Beyond Single-Model Optimization: Preserving Plasticity in Continual Reinforcement Learning

Continual reinforcement learning must balance retention with adaptation, yet many methods still rely on \emph{single-model preservation}, committing to one evolving policy as the main reusable solution across tasks. Even when a previously successful policy is retained, it may no longer provide a reliable starting point for rapid adaptation after interference, reflecting a form of \emph{loss of plasticity} that single-policy preservation cannot address. Inspired by quality-diversity methods, we introduce \textsc{TeLAPA} (Transfer-Enabled Latent-Aligned Policy Archives), a continual RL framework that organizes behaviorally diverse policy neighborhoods into per-task archives and maintains a shared latent space so that archived policies remain comparable and reusable under non-stationary drift. This perspective shifts continual RL from retaining isolated solutions to maintaining \emph{skill-aligned neighborhoods} with competent and behaviorally related policies that support future relearning. In our MiniGrid CL setting, \textsc{TeLAPA} learns more tasks successfully, recovers competence faster on revisited tasks after interference, and retains higher performance across a sequence of tasks. Our analyses show that source-optimal policies are often not transfer-optimal, even within a local competent neighborhood, and that effective reuse depends on retaining and selecting among multiple nearby alternatives rather than collapsing them to one representative. Together, these results reframe continual RL around reusable and competent policy neighborhoods, providing a route beyond single-model preservation toward more plastic lifelong agents.

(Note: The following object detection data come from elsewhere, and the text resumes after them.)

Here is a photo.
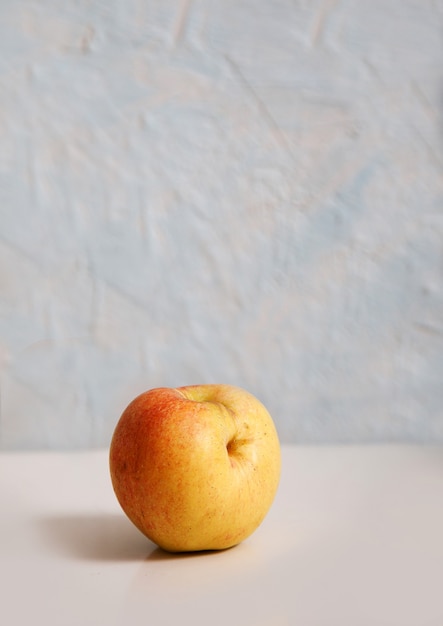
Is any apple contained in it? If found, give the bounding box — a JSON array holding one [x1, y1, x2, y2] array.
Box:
[[109, 385, 281, 552]]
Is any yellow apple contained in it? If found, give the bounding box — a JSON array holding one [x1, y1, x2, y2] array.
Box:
[[109, 385, 280, 552]]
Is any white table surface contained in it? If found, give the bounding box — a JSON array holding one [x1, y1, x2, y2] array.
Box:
[[0, 446, 443, 626]]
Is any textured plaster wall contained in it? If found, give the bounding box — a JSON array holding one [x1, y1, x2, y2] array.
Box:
[[0, 0, 443, 449]]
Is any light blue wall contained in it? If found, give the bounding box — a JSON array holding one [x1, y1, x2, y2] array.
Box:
[[0, 0, 443, 449]]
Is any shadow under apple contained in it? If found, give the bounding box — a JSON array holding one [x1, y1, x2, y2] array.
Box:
[[37, 513, 158, 561]]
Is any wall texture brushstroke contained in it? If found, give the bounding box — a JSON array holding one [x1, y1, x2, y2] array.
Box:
[[0, 0, 443, 449]]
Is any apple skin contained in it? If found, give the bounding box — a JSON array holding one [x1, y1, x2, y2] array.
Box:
[[109, 385, 281, 552]]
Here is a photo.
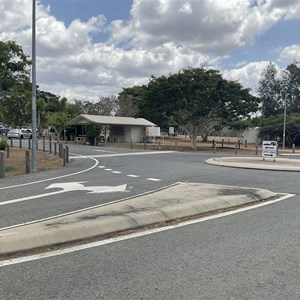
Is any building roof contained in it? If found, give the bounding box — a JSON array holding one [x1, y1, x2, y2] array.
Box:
[[69, 114, 155, 127]]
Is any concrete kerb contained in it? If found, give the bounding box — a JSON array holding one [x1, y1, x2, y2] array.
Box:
[[0, 183, 276, 255], [205, 157, 300, 172]]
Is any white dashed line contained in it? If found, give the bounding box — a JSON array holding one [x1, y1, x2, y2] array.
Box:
[[146, 178, 161, 181], [0, 194, 294, 267]]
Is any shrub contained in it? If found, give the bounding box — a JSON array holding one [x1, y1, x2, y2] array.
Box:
[[0, 139, 8, 150]]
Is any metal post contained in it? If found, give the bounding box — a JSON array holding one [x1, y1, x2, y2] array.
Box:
[[282, 92, 287, 149], [61, 147, 67, 166], [43, 136, 46, 152], [0, 151, 5, 178], [31, 0, 37, 172], [65, 146, 69, 163], [25, 150, 30, 174]]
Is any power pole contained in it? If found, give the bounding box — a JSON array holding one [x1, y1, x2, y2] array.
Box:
[[31, 0, 37, 172]]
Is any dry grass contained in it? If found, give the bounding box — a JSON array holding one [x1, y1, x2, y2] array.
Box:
[[5, 148, 63, 176]]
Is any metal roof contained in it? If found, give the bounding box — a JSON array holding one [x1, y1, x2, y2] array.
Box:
[[69, 114, 155, 127]]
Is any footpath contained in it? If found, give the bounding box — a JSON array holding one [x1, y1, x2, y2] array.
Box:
[[0, 157, 300, 259]]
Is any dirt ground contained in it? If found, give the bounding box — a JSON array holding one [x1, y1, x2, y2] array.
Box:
[[5, 148, 63, 177]]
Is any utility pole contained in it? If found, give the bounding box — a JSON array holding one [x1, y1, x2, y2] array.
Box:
[[31, 0, 37, 172], [282, 91, 287, 149]]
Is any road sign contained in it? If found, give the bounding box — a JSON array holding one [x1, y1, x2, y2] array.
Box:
[[169, 127, 175, 135], [261, 141, 278, 160]]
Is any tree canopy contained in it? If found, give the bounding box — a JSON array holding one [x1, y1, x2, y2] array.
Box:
[[123, 68, 259, 149]]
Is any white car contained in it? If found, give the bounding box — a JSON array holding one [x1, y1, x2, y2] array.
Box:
[[7, 129, 32, 139]]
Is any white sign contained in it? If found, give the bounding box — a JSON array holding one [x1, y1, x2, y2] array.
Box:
[[262, 141, 277, 160]]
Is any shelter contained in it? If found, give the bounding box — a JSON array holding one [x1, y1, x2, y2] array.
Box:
[[69, 114, 155, 143]]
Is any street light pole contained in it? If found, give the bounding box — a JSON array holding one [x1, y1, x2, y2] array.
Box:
[[282, 92, 287, 149], [31, 0, 37, 172]]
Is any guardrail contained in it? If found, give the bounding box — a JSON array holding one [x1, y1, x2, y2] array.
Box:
[[0, 137, 69, 178]]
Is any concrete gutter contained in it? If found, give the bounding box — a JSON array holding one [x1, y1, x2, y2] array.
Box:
[[0, 183, 276, 255], [205, 157, 300, 172]]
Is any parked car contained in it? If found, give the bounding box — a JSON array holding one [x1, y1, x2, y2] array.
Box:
[[7, 129, 32, 139]]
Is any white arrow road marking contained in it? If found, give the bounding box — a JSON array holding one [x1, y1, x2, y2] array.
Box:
[[46, 181, 127, 194], [0, 181, 128, 206], [146, 178, 161, 181]]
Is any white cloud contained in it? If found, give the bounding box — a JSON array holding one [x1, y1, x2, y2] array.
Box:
[[111, 0, 300, 55], [279, 44, 300, 63], [222, 61, 279, 95]]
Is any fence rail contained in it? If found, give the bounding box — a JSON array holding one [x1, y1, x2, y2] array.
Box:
[[0, 137, 69, 178]]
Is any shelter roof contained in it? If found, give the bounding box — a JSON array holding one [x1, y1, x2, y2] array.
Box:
[[69, 114, 155, 127]]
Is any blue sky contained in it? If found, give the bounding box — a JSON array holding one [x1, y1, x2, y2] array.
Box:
[[0, 0, 300, 100]]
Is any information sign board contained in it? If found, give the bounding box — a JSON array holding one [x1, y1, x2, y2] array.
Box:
[[261, 141, 278, 160], [169, 127, 175, 135]]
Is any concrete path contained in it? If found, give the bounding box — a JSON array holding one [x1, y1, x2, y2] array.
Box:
[[205, 156, 300, 172], [0, 183, 276, 255]]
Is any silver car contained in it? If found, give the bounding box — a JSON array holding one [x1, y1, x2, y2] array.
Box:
[[7, 129, 32, 139]]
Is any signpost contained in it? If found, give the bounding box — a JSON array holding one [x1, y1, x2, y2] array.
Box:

翻译：持续强化学习需要在保持与适应之间取得平衡，然而许多方法仍依赖于*单一模型保持*，即承诺采用一个不断演化的策略作为跨任务的主要可重用解决方案。即使保留了先前成功的策略，经过干扰后，它可能不再为快速适应提供可靠起点，这体现了一种单一策略保持无法解决的*可塑性丧失*形式。受质量-多样性方法的启发，我们提出了 \textsc{TeLAPA}（支持迁移的潜在对齐策略档案库），这是一个持续强化学习框架，它将行为多样化的策略邻域组织成每个任务的档案库，并维护共享潜在空间，使得已存档的策略在非平稳漂移下保持可比性和可重用性。这一视角将持续强化学习从保留孤立解决方案转变为维护*技能对齐邻域*，其中包含具备能力且行为相关的策略，以支持未来的再学习。在MiniGrid持续学习场景中，\textsc{TeLAPA} 能够成功学习更多任务，在发生干扰后快速恢复对已访问任务的胜任能力，并在整个任务序列中保持更高性能。我们的分析表明，即使在局部胜任邻域内，源最优策略通常并非迁移最优策略，而有效的重用依赖于保留和选择多个邻近替代方案，而非将它们合并为一个代表。这些结果共同将持续强化学习重新定位为围绕可重用且胜任的策略邻域，为超越单一模型保持、迈向更具可塑性的终身智能体提供了一条路径。